Fuck. This had all gone wrong. Everything had just gone horribly wrong.

How had his life turned to this? This stupid, melodramatic soap opera where he always came second? A place where he couldn’t control anything, existing like a stupid puppet in someone’s torturous plans? And… Jesus! Why, in the name of everything immoral and evil, was he even awake at this time of the morning anyway? It can’t have been the right time. His clock must have gone wrong. After all, Draco Malfoy had always had a relatively reliable internal clock. Maybe it was due to his meticulous nature, but he usually woke at about 8:15am, a good three quarters of an hour before his classes began. Which usually gave the extraordinarily vain boy ample time to organize his appearance. However, he was up a good few hours early today. Something he rarely did. But why…?

Then he remembered. Somewhere, in the back of his sleepy mind, he recalled the rustling of footsteps and… pacing, maybe? These noises had woken him up. Someone had woken him up. Someone who was in the shack with him…

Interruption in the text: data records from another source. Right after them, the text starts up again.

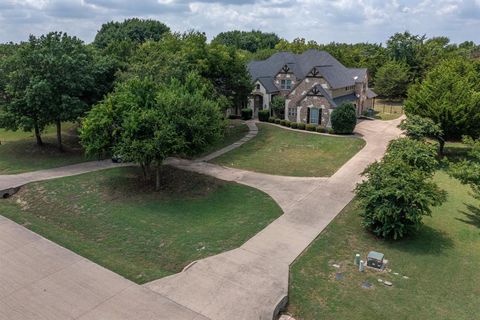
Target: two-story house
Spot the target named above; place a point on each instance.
(313, 84)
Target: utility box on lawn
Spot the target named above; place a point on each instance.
(375, 259)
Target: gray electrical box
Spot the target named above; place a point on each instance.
(375, 259)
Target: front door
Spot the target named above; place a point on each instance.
(314, 115)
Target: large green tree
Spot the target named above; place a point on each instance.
(176, 55)
(450, 96)
(344, 119)
(251, 41)
(49, 80)
(144, 122)
(392, 79)
(419, 128)
(468, 170)
(132, 30)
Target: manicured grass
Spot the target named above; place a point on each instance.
(283, 152)
(19, 152)
(388, 110)
(442, 262)
(112, 218)
(234, 131)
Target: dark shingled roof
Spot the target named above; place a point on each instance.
(335, 73)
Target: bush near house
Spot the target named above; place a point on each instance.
(247, 113)
(263, 115)
(344, 119)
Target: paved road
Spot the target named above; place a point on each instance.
(41, 280)
(252, 281)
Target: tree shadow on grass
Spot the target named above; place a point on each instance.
(426, 240)
(472, 217)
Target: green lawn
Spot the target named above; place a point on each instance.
(442, 262)
(284, 152)
(112, 218)
(19, 152)
(388, 110)
(235, 130)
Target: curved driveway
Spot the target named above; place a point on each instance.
(251, 282)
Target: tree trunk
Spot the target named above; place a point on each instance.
(37, 134)
(59, 135)
(157, 177)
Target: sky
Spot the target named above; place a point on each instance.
(320, 20)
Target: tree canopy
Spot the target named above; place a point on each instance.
(468, 170)
(392, 80)
(251, 41)
(144, 122)
(176, 55)
(400, 190)
(50, 79)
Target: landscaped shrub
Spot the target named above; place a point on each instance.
(344, 119)
(263, 115)
(247, 113)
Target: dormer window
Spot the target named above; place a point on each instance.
(286, 84)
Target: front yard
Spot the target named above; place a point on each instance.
(441, 262)
(112, 218)
(284, 152)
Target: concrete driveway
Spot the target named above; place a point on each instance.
(41, 280)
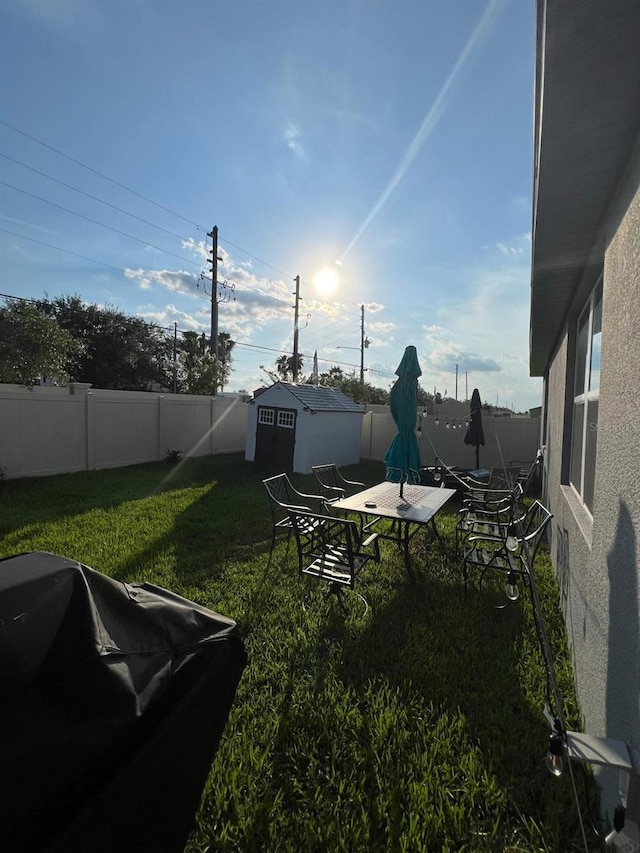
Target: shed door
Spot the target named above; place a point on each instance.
(275, 437)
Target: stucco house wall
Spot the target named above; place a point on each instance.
(596, 553)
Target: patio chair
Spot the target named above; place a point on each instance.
(283, 497)
(529, 472)
(507, 561)
(332, 549)
(494, 522)
(504, 478)
(333, 484)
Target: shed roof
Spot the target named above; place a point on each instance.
(587, 118)
(320, 398)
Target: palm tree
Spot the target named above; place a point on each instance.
(284, 366)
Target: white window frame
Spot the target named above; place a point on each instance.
(287, 419)
(586, 396)
(266, 416)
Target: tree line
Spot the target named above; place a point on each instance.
(67, 340)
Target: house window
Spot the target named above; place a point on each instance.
(586, 397)
(266, 416)
(286, 419)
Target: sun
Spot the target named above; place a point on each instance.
(326, 281)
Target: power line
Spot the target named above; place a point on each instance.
(58, 249)
(133, 192)
(89, 195)
(100, 174)
(101, 224)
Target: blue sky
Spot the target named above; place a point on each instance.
(392, 136)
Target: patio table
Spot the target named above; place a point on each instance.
(416, 508)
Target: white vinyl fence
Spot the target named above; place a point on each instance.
(53, 430)
(506, 440)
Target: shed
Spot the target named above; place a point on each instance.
(293, 427)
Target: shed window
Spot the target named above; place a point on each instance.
(586, 397)
(286, 419)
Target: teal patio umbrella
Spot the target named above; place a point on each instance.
(403, 454)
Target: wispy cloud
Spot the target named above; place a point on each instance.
(292, 139)
(176, 281)
(429, 122)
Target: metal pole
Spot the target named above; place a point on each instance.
(295, 329)
(214, 292)
(362, 345)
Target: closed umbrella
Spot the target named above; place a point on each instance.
(475, 434)
(403, 454)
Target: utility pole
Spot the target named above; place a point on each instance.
(175, 354)
(295, 329)
(214, 290)
(364, 343)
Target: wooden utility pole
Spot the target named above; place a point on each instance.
(175, 356)
(214, 291)
(364, 343)
(295, 329)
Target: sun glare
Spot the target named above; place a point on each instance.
(326, 281)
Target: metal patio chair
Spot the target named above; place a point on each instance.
(332, 549)
(333, 484)
(529, 472)
(509, 559)
(494, 522)
(283, 497)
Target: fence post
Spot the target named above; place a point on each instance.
(90, 436)
(161, 429)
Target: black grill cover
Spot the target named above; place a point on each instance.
(113, 699)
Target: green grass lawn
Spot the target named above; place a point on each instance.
(417, 727)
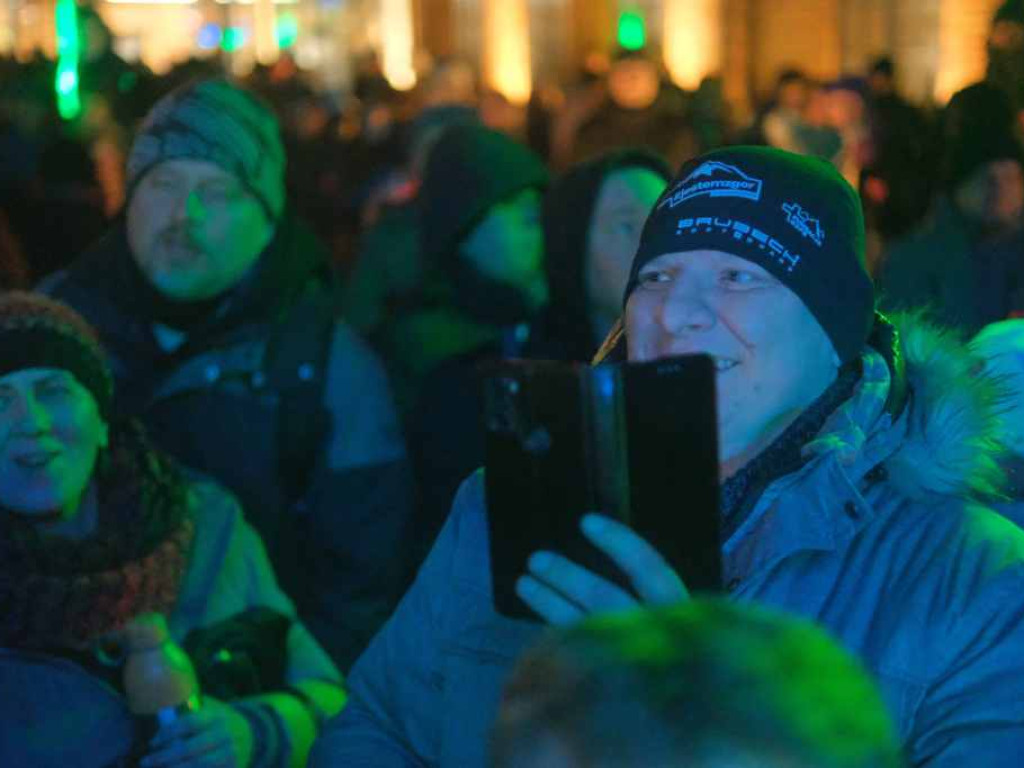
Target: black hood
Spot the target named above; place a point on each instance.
(568, 208)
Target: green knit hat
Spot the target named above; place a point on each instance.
(37, 332)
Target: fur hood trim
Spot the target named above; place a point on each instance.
(944, 441)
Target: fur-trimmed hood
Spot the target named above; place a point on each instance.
(942, 441)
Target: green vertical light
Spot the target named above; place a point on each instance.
(632, 32)
(66, 80)
(288, 30)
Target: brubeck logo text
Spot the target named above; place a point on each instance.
(742, 231)
(715, 179)
(804, 222)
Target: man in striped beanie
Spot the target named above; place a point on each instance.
(215, 305)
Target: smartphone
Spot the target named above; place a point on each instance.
(635, 441)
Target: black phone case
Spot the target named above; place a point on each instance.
(636, 441)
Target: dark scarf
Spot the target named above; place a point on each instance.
(61, 593)
(783, 456)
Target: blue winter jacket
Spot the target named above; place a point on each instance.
(873, 538)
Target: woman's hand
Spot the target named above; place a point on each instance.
(215, 735)
(562, 592)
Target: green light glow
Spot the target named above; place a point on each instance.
(66, 81)
(632, 32)
(288, 30)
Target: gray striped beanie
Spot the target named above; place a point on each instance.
(218, 122)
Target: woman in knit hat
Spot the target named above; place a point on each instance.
(96, 528)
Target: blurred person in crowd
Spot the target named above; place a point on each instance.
(450, 82)
(592, 219)
(482, 286)
(62, 212)
(213, 301)
(786, 114)
(851, 455)
(965, 260)
(128, 89)
(704, 684)
(636, 105)
(798, 119)
(388, 262)
(710, 114)
(897, 184)
(1006, 56)
(13, 266)
(99, 527)
(849, 115)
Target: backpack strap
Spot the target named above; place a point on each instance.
(295, 367)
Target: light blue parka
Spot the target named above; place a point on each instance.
(873, 538)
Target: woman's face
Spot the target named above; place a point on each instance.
(50, 433)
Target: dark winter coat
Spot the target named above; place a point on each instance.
(326, 483)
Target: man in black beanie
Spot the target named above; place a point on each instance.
(216, 307)
(851, 458)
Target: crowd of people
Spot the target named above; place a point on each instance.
(240, 339)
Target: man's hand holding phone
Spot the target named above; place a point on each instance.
(562, 592)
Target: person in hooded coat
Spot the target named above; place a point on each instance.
(213, 301)
(852, 453)
(592, 218)
(481, 287)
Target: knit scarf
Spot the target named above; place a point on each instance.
(58, 593)
(783, 456)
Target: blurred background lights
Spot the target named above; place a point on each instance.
(288, 30)
(209, 36)
(632, 31)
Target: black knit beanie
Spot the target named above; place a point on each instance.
(470, 170)
(794, 216)
(37, 332)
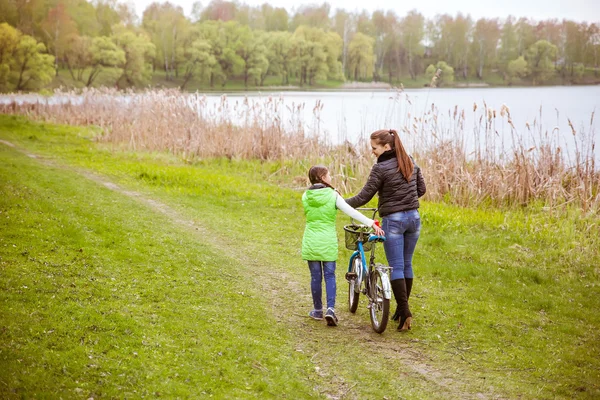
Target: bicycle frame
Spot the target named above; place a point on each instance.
(387, 290)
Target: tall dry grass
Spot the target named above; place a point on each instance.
(496, 163)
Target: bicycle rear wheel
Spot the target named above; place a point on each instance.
(354, 284)
(379, 309)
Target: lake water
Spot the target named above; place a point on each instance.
(353, 115)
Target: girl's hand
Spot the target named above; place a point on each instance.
(377, 229)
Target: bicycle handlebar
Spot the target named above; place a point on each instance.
(368, 209)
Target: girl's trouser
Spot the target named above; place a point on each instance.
(402, 231)
(318, 270)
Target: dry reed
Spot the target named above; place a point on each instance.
(484, 169)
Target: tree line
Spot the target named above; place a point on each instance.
(227, 41)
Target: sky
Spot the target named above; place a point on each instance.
(576, 10)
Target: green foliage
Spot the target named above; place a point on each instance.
(137, 68)
(440, 74)
(480, 49)
(109, 297)
(23, 62)
(361, 57)
(540, 59)
(517, 69)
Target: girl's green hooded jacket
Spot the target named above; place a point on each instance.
(320, 238)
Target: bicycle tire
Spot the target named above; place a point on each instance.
(379, 309)
(353, 287)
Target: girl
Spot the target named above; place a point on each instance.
(319, 244)
(399, 183)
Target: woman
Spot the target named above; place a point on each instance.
(399, 183)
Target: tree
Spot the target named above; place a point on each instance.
(441, 74)
(104, 53)
(486, 35)
(219, 10)
(540, 59)
(279, 55)
(517, 69)
(509, 43)
(31, 66)
(9, 39)
(139, 52)
(252, 51)
(413, 29)
(107, 16)
(313, 16)
(58, 27)
(167, 27)
(198, 61)
(360, 56)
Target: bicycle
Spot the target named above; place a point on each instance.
(373, 282)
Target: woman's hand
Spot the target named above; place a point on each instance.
(377, 229)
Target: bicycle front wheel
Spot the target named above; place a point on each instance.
(354, 284)
(379, 305)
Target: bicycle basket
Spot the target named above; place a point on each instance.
(353, 234)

Shit. Someone was actually in the bloody shack with him. Right bloody now.

Draco was suddenly alert, his wand summoned to his hand in a nanosecond and his weariness shaken off. He raised it threateningly, his cat-like eyes narrowed and his head turning side to side in sharp, wary and suspicious moves. The shack looked completely empty but he knew better. He could feel the presence of someone else. He could feel a gaze on his back… God, why didn’t he notice it before? He spun around, aiming his wand at nothing but a wall. His ears were almost flickering with the slightest sound and he was beginning to panic. It wasn’t safe here. He already knew it wasn’t. Dumbledore had warned him not to come back. He was such a fucking idiot! All because of Weasley. He was going to end up as a stiff in a wooden box because of a poor, ginger Gryffindor! Where was the justice in this?

But there was no way he was going without a fight. No way was an arse-kissing Death Eater going to overpower him.

“Show yourself or I’ll send you back to Voldemort in pieces,” he tried to hiss, his arm trembling regardless of his angry, silent promise to hack it off if it didn’t hold steady. But when was the last time a Death Eater breathed so loudly? Weren’t they trained to be quiet? Draco opened his mouth to say something else, maybe a curse, probably a weepy request for his mother, when an urgent and all too familiar voice shouted,

“Holy Hell, Malfoy, calm down!”

Almost immediately after the yelp, Ron Weasley seemed to materialise in front of him, dropping the invisibility cloak he was using so it pooled around his scuffed shoes. It was with the sound of a thump that Draco realised that the panicked boy had dropped something else, but the cloak had conveniently fallen over it. Weasley tried to calm his static hair by patting it anxiously. “It’s me, alright! Put that thing down, would you?! And am I the only one who knows how to say You-Know-Who around here?!” Draco blinked stupidly up at him, his eyes wide and his wand arm flopping down to his side in his genuine astonishment. The boy had actually come. Had he really chosen him over Potter?

W-Weasley? What are you… I mean, what the …Fucking hellfire, Weasel! What in Satan’s name were you thinking?! I could have killed you! Why the heck didn’t you own up?”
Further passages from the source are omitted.